What I know I actually need is friction and community. A house full of other founders working every day. Or going somewhere like London for a few months — somewhere people are dialed in on something and the energy is contagious. The ideas I keep coming back to aren't lifestyle preferences. They're me trying to engineer the right kind of pressure around myself, because I know what happens when I don't.


So I've given myself a date: June 1st.

I had a conversation with my girlfriend about it — what do I want to be able to point to by then that sets me up well for whatever comes next. The list is straightforward: exercise five times a week, stay healthy, stack runway, build the brand back up on LinkedIn, start thinking seriously about where I want to be. Simple, but intentional.

That list isn't just goals. It's a set of inputs I'm trying to control before the environment controls them for me.

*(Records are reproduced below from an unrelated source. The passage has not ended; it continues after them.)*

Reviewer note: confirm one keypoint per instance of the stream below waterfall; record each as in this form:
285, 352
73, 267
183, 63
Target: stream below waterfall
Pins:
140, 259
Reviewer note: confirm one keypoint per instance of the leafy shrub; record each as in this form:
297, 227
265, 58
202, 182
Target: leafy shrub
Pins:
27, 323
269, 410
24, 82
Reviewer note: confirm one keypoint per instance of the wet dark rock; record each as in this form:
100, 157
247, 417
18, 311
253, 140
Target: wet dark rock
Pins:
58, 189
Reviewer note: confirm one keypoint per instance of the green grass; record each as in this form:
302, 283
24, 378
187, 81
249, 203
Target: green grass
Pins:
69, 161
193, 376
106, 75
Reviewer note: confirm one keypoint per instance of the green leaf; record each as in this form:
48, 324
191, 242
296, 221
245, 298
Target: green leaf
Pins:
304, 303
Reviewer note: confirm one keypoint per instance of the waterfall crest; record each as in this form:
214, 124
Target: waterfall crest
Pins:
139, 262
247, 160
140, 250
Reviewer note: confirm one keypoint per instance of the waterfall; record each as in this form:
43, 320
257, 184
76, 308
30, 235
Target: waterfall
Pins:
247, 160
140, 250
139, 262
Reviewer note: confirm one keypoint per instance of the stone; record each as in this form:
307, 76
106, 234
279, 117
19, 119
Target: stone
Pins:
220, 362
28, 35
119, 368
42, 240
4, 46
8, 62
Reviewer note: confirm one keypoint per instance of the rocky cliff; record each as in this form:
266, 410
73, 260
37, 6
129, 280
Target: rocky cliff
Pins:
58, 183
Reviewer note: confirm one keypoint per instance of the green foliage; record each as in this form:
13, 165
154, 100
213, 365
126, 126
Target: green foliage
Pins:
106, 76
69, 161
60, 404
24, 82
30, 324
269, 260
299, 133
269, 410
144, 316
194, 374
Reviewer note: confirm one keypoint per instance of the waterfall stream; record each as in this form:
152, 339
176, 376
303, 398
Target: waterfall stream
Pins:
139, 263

Ways of actively resisting equilibrium. Because a directionless environment will fill the void — and you usually don't notice what it filled it with until months later.


I'm writing this to myself more than anyone else. A lot of it is me trying to make sense of how I've changed, and figure out what to do with that going forward.

You can't stop the environment from getting to you. But you can notice it happening. You can slow it down. You can be intentional about the room you're in, the people around you, the pressure you're operating under. And you can give yourself a date.

The world will always try to bring you into equilibrium. That's not a motivational line. It's biology.

The work is just resisting equilibrium for as long as you can.